Le génie génétique a permis de produire une nourriture abondante, bon marché et de haute valeur nutritive. Certains courants de pensée développementalistes soutiennent que les OGM représentent un espoir dans la lutte contre la faim à l'échelle planétaire. L'attitude parfois hautaine des entreprises de biotechnologies a soulevé un vent de fronde dans l'opinion publique. L'épisode récent des semences stériles, qui auraient obligé les agriculteurs à racheter annuellement des semences à leur fournisseur, a singulièrement contribué à noircir l'image des OGM.1
Le but de cet article est de discuter le risque potentiel des OGM pour la survenue d'allergies alimentaires, ainsi que d'aborder le risque potentiel sur l'environnement et la santé.
Les agriculteurs ont créé par hybridation, probablement depuis plusieurs siècles, des milliers de nouvelles variétés de plantes. Cette technique souffre cependant du fait qu'une compatibilité sexuelle suffisante doit être respectée afin d'obtenir des graines viables et non stériles. Par ailleurs, le résultat de greffes est totalement aléatoire et peut ne pas déboucher sur les résultats escomptés (variété plus résistante au froid, meilleur goût...).

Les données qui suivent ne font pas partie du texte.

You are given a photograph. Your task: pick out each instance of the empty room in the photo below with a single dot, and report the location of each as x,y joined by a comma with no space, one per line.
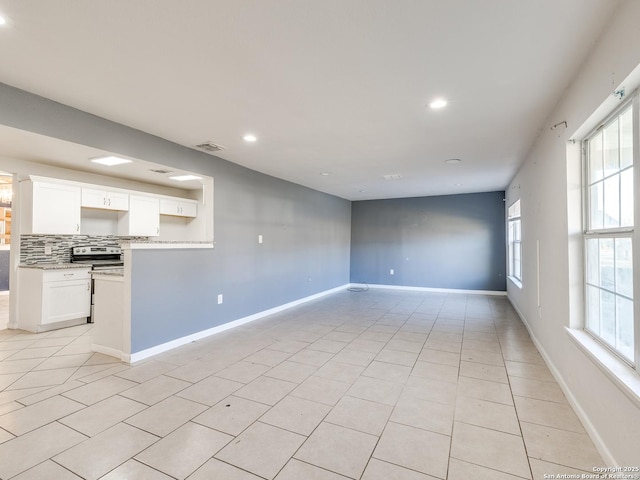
324,240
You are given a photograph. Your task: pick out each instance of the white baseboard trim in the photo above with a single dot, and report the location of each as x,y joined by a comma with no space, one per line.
429,289
600,445
149,352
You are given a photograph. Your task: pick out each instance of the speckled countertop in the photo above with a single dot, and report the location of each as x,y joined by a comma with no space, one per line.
54,266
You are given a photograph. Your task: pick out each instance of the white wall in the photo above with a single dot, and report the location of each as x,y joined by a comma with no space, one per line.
551,225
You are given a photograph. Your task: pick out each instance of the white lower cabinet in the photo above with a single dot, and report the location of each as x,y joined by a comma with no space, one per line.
52,299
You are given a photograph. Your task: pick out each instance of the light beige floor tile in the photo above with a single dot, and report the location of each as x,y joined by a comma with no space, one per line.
397,357
481,356
311,357
492,415
404,346
415,449
296,415
297,470
370,346
481,371
524,355
459,470
432,390
146,371
560,446
359,358
424,414
261,449
387,371
327,345
47,470
268,357
376,390
338,449
184,450
342,372
541,468
243,372
551,414
266,390
527,370
95,457
215,469
210,391
35,447
435,371
321,390
541,390
99,390
485,390
154,390
362,415
232,415
134,470
44,378
19,366
489,448
102,415
5,436
35,416
379,470
166,416
291,371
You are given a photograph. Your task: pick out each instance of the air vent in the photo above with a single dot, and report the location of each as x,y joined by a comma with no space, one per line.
396,176
210,147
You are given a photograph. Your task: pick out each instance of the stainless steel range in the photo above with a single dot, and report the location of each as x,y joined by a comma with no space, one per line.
99,258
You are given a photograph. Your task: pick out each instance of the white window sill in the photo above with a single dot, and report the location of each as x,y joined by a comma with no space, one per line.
516,282
621,374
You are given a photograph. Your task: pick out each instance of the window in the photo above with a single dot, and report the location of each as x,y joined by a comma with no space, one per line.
609,228
515,238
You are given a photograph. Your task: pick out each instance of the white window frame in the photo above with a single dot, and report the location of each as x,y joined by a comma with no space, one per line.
603,232
514,238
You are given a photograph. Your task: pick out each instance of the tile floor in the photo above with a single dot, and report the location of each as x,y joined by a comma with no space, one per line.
376,385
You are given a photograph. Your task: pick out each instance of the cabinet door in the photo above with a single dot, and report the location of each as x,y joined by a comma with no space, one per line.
178,207
56,208
143,217
65,300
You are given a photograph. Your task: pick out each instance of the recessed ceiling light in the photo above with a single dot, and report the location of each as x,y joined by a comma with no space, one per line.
184,178
438,103
110,161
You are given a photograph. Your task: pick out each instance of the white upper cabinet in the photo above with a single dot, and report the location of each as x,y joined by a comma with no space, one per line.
178,207
50,208
104,199
142,219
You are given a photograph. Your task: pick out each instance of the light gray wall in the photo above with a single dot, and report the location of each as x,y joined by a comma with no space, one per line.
452,241
306,233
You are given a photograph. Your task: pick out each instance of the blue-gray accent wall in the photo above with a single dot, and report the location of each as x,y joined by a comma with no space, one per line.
452,242
306,233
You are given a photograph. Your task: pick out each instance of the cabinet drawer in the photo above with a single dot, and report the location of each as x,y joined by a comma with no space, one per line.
66,274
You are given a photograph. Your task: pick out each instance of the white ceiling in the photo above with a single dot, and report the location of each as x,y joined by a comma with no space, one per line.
333,86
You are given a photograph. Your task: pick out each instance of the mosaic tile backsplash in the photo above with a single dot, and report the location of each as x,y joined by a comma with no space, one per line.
32,246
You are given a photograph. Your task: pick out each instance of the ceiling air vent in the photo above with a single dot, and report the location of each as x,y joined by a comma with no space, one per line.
210,147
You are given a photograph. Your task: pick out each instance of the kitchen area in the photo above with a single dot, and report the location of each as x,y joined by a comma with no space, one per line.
70,259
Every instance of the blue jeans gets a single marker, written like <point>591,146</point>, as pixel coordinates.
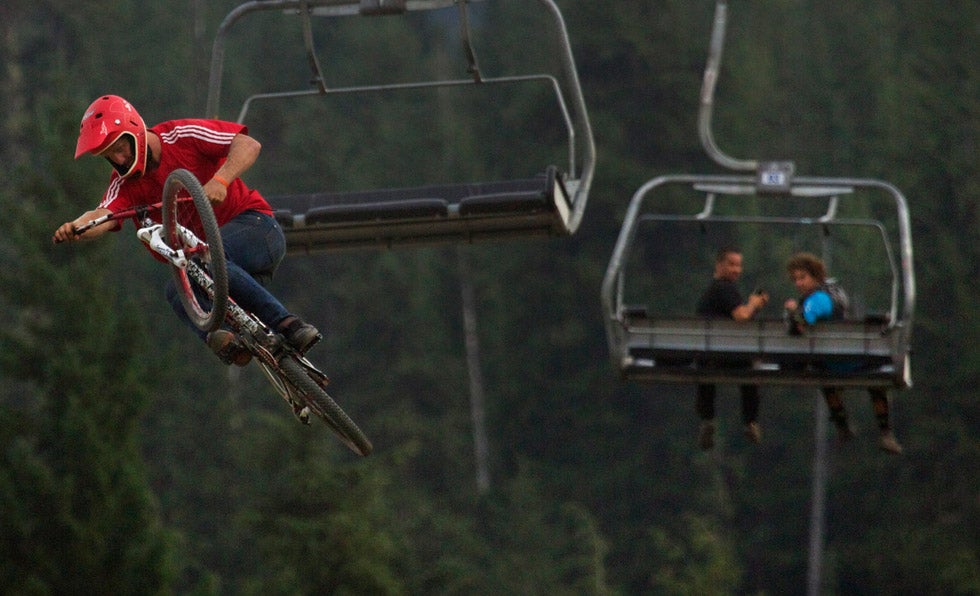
<point>254,246</point>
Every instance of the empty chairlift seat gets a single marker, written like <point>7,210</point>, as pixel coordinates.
<point>425,214</point>
<point>546,201</point>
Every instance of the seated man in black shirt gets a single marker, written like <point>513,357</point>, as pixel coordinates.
<point>723,300</point>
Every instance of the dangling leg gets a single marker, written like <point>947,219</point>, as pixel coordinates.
<point>706,412</point>
<point>835,402</point>
<point>750,412</point>
<point>879,402</point>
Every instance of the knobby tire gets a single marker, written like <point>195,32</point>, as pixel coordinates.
<point>325,407</point>
<point>199,216</point>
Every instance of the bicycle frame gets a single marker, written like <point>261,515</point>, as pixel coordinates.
<point>261,341</point>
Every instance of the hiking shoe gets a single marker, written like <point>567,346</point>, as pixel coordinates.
<point>845,433</point>
<point>301,336</point>
<point>889,443</point>
<point>706,435</point>
<point>228,347</point>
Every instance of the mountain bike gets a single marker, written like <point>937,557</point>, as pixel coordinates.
<point>189,240</point>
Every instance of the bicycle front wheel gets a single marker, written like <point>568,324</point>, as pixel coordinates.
<point>325,407</point>
<point>189,225</point>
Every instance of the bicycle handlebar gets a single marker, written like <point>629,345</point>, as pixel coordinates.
<point>114,216</point>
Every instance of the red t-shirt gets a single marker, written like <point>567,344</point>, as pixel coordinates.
<point>197,145</point>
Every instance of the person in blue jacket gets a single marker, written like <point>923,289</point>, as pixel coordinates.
<point>809,275</point>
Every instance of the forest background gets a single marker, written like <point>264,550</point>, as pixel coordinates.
<point>132,462</point>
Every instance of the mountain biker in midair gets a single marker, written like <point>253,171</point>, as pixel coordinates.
<point>217,153</point>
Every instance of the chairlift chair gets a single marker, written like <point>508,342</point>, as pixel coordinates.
<point>647,345</point>
<point>549,202</point>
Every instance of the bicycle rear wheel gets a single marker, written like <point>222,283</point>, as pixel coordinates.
<point>325,407</point>
<point>187,208</point>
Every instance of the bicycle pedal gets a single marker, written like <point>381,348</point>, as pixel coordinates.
<point>302,414</point>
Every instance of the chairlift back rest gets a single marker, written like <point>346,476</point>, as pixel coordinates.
<point>425,214</point>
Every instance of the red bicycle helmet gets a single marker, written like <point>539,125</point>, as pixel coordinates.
<point>105,121</point>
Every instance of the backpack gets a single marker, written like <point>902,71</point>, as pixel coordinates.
<point>838,295</point>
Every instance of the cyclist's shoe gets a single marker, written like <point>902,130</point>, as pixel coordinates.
<point>889,443</point>
<point>301,336</point>
<point>228,347</point>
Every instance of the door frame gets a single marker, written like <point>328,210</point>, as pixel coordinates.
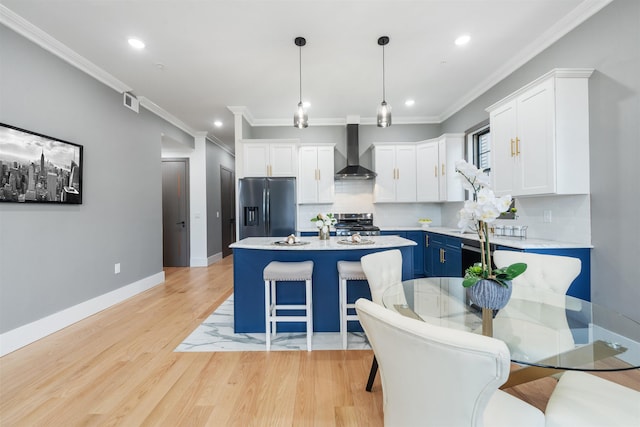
<point>187,185</point>
<point>231,209</point>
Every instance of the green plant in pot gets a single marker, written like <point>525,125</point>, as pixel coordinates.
<point>488,287</point>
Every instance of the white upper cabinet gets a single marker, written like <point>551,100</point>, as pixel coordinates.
<point>540,136</point>
<point>428,171</point>
<point>269,158</point>
<point>316,170</point>
<point>436,172</point>
<point>396,169</point>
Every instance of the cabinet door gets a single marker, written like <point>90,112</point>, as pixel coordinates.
<point>427,172</point>
<point>384,164</point>
<point>282,158</point>
<point>429,255</point>
<point>418,252</point>
<point>503,134</point>
<point>453,260</point>
<point>406,173</point>
<point>535,146</point>
<point>307,178</point>
<point>256,159</point>
<point>326,182</point>
<point>442,169</point>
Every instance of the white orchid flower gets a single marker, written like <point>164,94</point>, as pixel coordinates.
<point>503,203</point>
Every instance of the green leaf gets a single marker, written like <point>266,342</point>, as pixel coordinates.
<point>514,270</point>
<point>470,281</point>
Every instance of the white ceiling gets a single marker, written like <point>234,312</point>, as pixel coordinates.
<point>221,53</point>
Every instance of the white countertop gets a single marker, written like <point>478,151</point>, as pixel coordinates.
<point>315,244</point>
<point>512,242</point>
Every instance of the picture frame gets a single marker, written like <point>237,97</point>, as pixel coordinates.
<point>37,168</point>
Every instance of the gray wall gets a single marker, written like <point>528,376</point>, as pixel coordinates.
<point>609,42</point>
<point>216,157</point>
<point>53,256</point>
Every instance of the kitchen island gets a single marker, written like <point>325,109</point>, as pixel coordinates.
<point>251,256</point>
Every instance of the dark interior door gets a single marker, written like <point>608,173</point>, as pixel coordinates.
<point>175,213</point>
<point>228,195</point>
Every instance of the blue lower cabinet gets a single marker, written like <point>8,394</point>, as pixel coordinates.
<point>581,286</point>
<point>446,255</point>
<point>418,252</point>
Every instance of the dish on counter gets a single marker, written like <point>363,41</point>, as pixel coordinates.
<point>286,243</point>
<point>351,242</point>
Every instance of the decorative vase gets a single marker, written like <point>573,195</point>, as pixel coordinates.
<point>488,293</point>
<point>324,233</point>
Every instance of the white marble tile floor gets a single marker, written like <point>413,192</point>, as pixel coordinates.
<point>216,334</point>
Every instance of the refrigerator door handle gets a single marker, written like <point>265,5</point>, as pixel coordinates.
<point>265,210</point>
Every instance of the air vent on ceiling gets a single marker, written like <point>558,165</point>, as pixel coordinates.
<point>130,101</point>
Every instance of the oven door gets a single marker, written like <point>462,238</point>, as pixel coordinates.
<point>471,253</point>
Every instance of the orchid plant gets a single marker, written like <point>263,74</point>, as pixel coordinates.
<point>483,209</point>
<point>324,221</point>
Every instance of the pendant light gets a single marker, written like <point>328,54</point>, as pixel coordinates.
<point>300,119</point>
<point>384,109</point>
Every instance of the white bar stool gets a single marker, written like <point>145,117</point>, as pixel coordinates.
<point>277,271</point>
<point>347,270</point>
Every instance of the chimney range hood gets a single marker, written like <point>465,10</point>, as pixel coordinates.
<point>353,169</point>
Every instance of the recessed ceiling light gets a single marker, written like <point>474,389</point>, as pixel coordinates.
<point>136,43</point>
<point>462,40</point>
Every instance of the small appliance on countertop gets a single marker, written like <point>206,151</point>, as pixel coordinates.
<point>352,223</point>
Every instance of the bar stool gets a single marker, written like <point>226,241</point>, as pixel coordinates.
<point>347,270</point>
<point>277,271</point>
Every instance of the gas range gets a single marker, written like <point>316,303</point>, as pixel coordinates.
<point>352,223</point>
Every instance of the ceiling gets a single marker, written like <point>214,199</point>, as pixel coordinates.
<point>202,57</point>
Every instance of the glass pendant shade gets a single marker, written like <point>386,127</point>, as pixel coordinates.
<point>300,118</point>
<point>384,115</point>
<point>384,109</point>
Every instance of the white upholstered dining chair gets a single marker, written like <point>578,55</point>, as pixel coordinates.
<point>383,269</point>
<point>582,399</point>
<point>549,275</point>
<point>434,376</point>
<point>546,279</point>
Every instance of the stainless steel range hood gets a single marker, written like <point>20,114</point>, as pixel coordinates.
<point>353,169</point>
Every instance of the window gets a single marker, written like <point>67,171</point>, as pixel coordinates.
<point>482,149</point>
<point>478,146</point>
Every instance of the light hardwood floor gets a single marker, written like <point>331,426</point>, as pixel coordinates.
<point>118,367</point>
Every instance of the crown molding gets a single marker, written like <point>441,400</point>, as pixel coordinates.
<point>244,112</point>
<point>45,41</point>
<point>584,11</point>
<point>161,112</point>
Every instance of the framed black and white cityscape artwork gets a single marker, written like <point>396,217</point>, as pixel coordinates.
<point>37,168</point>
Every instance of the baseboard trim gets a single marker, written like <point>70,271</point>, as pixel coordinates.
<point>198,262</point>
<point>24,335</point>
<point>214,258</point>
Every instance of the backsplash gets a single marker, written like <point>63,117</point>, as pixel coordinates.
<point>570,215</point>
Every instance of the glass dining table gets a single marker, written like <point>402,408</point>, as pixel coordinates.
<point>545,332</point>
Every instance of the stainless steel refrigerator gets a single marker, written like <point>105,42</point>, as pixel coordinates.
<point>267,207</point>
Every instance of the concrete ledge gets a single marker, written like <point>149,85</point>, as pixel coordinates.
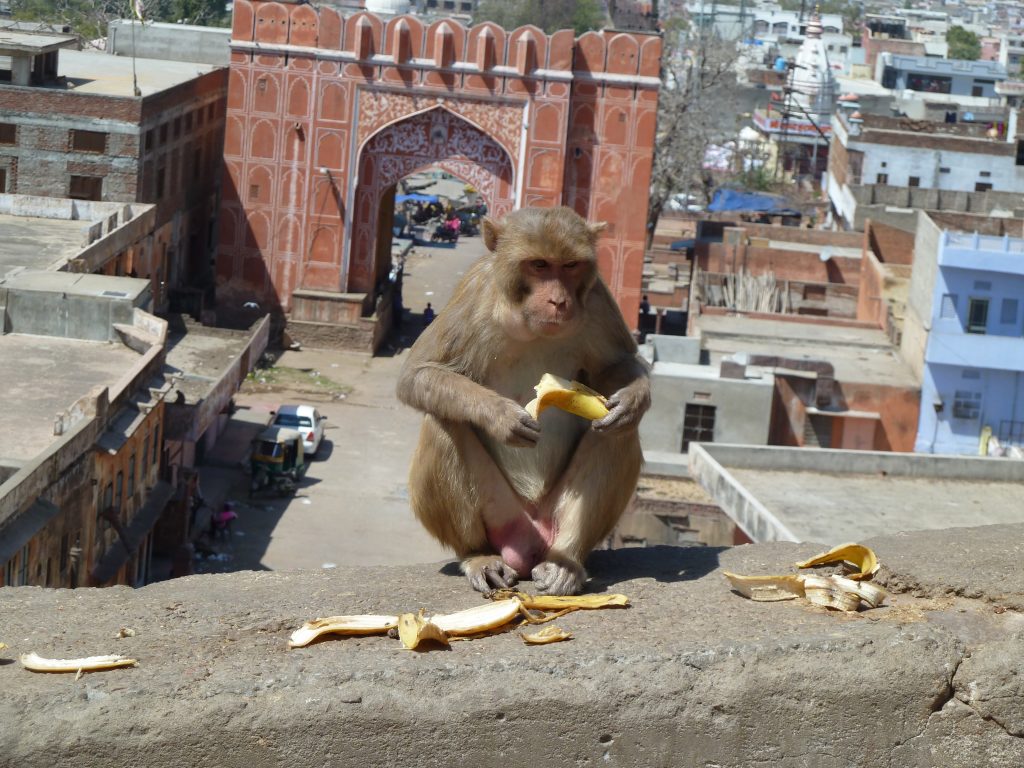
<point>690,675</point>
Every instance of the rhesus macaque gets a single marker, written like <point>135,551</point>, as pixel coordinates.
<point>514,497</point>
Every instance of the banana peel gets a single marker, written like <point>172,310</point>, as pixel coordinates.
<point>36,663</point>
<point>857,555</point>
<point>841,592</point>
<point>548,635</point>
<point>567,395</point>
<point>507,609</point>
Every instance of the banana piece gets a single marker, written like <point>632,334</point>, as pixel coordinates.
<point>478,619</point>
<point>857,555</point>
<point>824,591</point>
<point>353,625</point>
<point>415,628</point>
<point>767,589</point>
<point>37,663</point>
<point>548,635</point>
<point>568,395</point>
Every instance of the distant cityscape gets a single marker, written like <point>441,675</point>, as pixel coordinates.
<point>817,237</point>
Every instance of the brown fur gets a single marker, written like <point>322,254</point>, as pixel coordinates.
<point>473,369</point>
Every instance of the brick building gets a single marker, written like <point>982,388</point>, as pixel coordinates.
<point>327,114</point>
<point>88,126</point>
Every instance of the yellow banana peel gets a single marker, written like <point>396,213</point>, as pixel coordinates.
<point>548,635</point>
<point>567,395</point>
<point>859,556</point>
<point>841,592</point>
<point>36,663</point>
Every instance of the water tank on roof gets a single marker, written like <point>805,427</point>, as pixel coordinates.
<point>389,7</point>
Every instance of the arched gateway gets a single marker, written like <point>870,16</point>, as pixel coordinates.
<point>326,114</point>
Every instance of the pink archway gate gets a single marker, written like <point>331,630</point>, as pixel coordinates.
<point>326,112</point>
<point>433,137</point>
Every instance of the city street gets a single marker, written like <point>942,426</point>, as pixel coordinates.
<point>352,506</point>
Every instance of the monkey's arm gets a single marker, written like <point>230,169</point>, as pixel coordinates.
<point>629,381</point>
<point>451,396</point>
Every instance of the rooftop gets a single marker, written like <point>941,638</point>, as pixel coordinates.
<point>857,353</point>
<point>820,495</point>
<point>70,368</point>
<point>100,74</point>
<point>32,243</point>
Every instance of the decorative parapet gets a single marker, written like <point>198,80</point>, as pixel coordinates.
<point>445,46</point>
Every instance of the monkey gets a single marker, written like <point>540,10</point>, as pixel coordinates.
<point>515,497</point>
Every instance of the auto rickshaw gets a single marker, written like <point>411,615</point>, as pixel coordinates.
<point>278,461</point>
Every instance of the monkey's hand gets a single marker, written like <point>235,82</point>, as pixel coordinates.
<point>509,423</point>
<point>487,572</point>
<point>558,576</point>
<point>626,407</point>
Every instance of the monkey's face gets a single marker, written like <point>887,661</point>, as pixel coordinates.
<point>553,292</point>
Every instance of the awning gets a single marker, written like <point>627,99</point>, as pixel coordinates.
<point>22,529</point>
<point>137,529</point>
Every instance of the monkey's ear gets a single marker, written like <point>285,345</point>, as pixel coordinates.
<point>492,233</point>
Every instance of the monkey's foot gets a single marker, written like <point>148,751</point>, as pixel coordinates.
<point>488,572</point>
<point>560,577</point>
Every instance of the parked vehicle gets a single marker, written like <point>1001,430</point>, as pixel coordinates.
<point>306,420</point>
<point>278,460</point>
<point>444,233</point>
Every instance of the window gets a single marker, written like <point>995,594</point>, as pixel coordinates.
<point>977,316</point>
<point>698,424</point>
<point>85,187</point>
<point>967,404</point>
<point>1008,312</point>
<point>131,475</point>
<point>93,141</point>
<point>948,306</point>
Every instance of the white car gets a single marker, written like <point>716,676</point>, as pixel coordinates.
<point>306,420</point>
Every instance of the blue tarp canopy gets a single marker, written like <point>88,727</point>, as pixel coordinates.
<point>730,200</point>
<point>417,198</point>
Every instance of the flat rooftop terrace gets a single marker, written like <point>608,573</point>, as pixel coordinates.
<point>101,74</point>
<point>49,376</point>
<point>857,354</point>
<point>816,495</point>
<point>32,243</point>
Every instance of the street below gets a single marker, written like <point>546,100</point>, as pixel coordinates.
<point>352,506</point>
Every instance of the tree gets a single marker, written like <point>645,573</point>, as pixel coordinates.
<point>964,44</point>
<point>550,15</point>
<point>695,108</point>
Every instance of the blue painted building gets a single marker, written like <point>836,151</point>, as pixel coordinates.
<point>973,334</point>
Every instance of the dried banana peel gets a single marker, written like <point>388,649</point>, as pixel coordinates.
<point>844,593</point>
<point>767,589</point>
<point>353,625</point>
<point>415,628</point>
<point>548,635</point>
<point>859,556</point>
<point>37,663</point>
<point>568,395</point>
<point>479,619</point>
<point>560,602</point>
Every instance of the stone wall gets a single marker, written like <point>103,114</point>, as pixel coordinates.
<point>691,674</point>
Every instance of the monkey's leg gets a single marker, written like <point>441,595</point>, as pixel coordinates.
<point>460,496</point>
<point>588,501</point>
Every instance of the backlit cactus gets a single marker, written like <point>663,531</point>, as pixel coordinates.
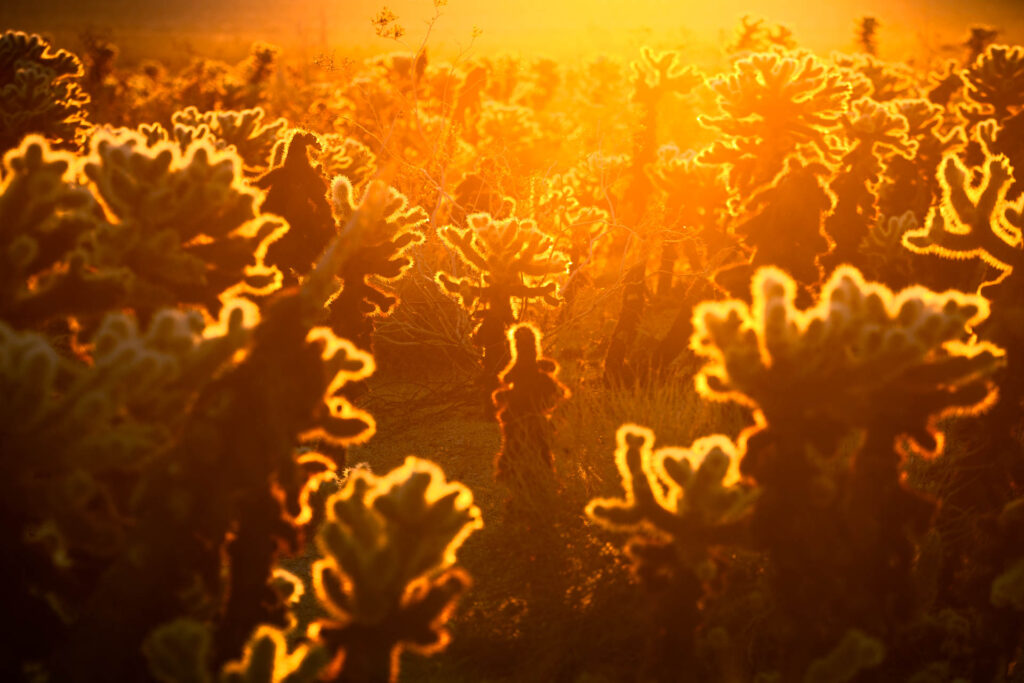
<point>45,217</point>
<point>528,393</point>
<point>873,131</point>
<point>379,257</point>
<point>507,260</point>
<point>680,504</point>
<point>848,361</point>
<point>772,105</point>
<point>249,132</point>
<point>39,92</point>
<point>995,84</point>
<point>387,579</point>
<point>296,190</point>
<point>184,223</point>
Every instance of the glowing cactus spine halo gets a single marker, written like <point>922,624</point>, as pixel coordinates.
<point>387,577</point>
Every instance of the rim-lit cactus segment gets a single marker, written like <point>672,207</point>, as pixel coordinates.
<point>507,261</point>
<point>528,393</point>
<point>40,92</point>
<point>848,363</point>
<point>380,256</point>
<point>388,579</point>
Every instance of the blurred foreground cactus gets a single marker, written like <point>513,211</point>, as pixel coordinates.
<point>506,260</point>
<point>380,256</point>
<point>387,578</point>
<point>840,394</point>
<point>40,92</point>
<point>528,393</point>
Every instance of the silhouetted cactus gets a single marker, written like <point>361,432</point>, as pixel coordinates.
<point>873,131</point>
<point>508,259</point>
<point>184,223</point>
<point>379,258</point>
<point>268,658</point>
<point>347,157</point>
<point>528,393</point>
<point>44,218</point>
<point>695,200</point>
<point>684,509</point>
<point>783,225</point>
<point>839,391</point>
<point>867,38</point>
<point>248,132</point>
<point>39,92</point>
<point>910,183</point>
<point>994,84</point>
<point>774,105</point>
<point>654,77</point>
<point>387,579</point>
<point>297,191</point>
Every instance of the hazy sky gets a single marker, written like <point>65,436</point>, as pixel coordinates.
<point>549,26</point>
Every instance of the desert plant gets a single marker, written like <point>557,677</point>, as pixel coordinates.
<point>387,578</point>
<point>185,224</point>
<point>296,190</point>
<point>40,92</point>
<point>528,393</point>
<point>381,256</point>
<point>507,259</point>
<point>772,105</point>
<point>872,131</point>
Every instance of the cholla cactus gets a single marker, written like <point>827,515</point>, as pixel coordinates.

Les nouvelles techniques de recombinaison de l'ADN permettent de surmonter cette limitation et donnent accès à un large panel génétique provenant d'autres organismes tels que plantes, levures, champignons ou bactéries et codant pour des propriétés potentiellement intéressantes telles que hautes qualités nutritives, résistances aux microorganismes, ou qualités de conservation améliorée.
L'ADN étranger peut être introduit dans les plantes par différentes techniques.
I Les plasmides de certaines bactéries pathogènes, telles que Agrobacterium Tumefaciens, ont été les premiers vecteurs utilisés pour l'incorporation d'ADN dans la cellule cible.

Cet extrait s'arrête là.